En réaction à mon micro-article « Ô qui dira les torts de la rime », Jerem, Thié Rit et Gay Lapin soulèvent dans leurs commentaires la problématique éculée (j’ai dit
« éculée ») qui consiste à associer homosexualité et libido effrénée. Puisque je ne prétends pas faire preuve d’originalité à travers mes articles, je rebondirai donc
comme un Popple sur ces remarques et j’éculerai à mon tour, donc.
Je ne pense vraiment pas que les homosexuels aient le monopole d’un goût immodéré pour le sexe. Ca, c’est ma thèse, soyons méthodiques. Voici mes arguments.
1° Sauf introversion individuelle liée à une éducation répressive et oppressante et/ou à de malheureuses expériences personnelles, TOUS les êtres humains de cette planète (je ne me prononce pas
sur les habitants d’Alpha du Centaure) vouent un intérêt prononcé pour le sexe. D’abord parce que nous sommes génétiquement programmés pour cela afin que nous nous reproduisions
pour assurer la survie de l’espèce ; ensuite parce que nous avons dépassé cet instinct de survie depuis au moins 200 000 ans (âge approximatif des premiers homo sapiens), laissant s’épanouir
sans contrainte notre attrait pour la volupté.

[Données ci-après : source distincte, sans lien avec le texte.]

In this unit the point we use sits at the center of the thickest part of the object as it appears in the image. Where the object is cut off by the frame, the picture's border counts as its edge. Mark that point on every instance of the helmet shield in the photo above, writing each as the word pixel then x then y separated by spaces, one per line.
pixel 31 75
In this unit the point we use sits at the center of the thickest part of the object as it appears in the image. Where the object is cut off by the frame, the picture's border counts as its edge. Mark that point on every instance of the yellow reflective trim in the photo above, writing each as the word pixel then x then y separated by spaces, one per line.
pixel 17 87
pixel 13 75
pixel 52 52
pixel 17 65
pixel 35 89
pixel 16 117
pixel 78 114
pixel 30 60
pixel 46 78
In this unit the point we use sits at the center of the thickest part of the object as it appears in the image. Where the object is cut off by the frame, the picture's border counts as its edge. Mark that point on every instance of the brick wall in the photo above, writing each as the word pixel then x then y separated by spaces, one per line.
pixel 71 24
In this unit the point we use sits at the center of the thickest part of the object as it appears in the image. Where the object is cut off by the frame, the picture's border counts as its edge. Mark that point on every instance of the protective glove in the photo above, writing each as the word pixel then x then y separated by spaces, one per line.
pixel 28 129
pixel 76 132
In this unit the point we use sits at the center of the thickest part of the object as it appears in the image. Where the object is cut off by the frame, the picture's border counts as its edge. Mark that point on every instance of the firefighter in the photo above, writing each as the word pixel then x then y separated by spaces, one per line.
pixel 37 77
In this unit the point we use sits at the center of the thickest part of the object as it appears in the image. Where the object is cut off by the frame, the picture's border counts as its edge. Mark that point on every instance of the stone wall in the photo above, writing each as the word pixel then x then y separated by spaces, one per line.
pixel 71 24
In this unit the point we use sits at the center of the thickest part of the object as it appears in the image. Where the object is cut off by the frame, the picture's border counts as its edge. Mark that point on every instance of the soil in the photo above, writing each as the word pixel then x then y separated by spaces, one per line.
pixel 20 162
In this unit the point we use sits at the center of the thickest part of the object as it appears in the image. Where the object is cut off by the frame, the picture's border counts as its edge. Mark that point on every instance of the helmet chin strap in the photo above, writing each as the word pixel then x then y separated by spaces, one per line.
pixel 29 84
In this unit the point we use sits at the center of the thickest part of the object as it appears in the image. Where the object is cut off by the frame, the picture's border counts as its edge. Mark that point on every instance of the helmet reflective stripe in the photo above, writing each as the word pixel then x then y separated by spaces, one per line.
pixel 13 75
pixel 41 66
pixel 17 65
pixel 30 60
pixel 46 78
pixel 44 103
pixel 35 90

2° « Sans contrainte », cela dépend bien sûr du type de société dans laquelle nous évoluons. Depuis l’avènement du Judéo-Christianisme, l’individu a de plus en plus de mal à
laisser libre cours au plaisir de ses sens, soit parce qu’il est convaincu par les concepts véhiculés par ses pairs, soit parce qu’il subit une pression sociale qui l’oblige à donner à
autrui une image convenue de lui-même.
3° Cette pression est d’autant plus forte pour les hétéro qui sont censés rentrer dans un moule. On imagine mal Monsieur Delatour, haut cadre apprécié de ses collègues,
respectable père de deux enfants, propriétaire d’une petite maison cossue de banlieue versaillaise, d’un 4x4 et d’un collet au pedigree irréprochable, époux heureux d’une godiche inséparable de
son carré Hermès négligemment jeté sur son épaule, on imagine mal, dis-je, Monsieur Delatour lancer à ses amis du Club : « Dieu, que j’aime la bite ! » Et pourtant, oui, il
aime la bite, la chatte, le cul et tutti quanti, mais il ne peut l’exprimer que dans l’ombre avec la dame du bord de la nationale ou caché derrière son écran d’ordinateur. Mon exemple est
évidemment excessif, mais mon propos est tout aussi valable pour un hétéro-monsieur-tout-le-monde de classe moyenne ou ouvrière.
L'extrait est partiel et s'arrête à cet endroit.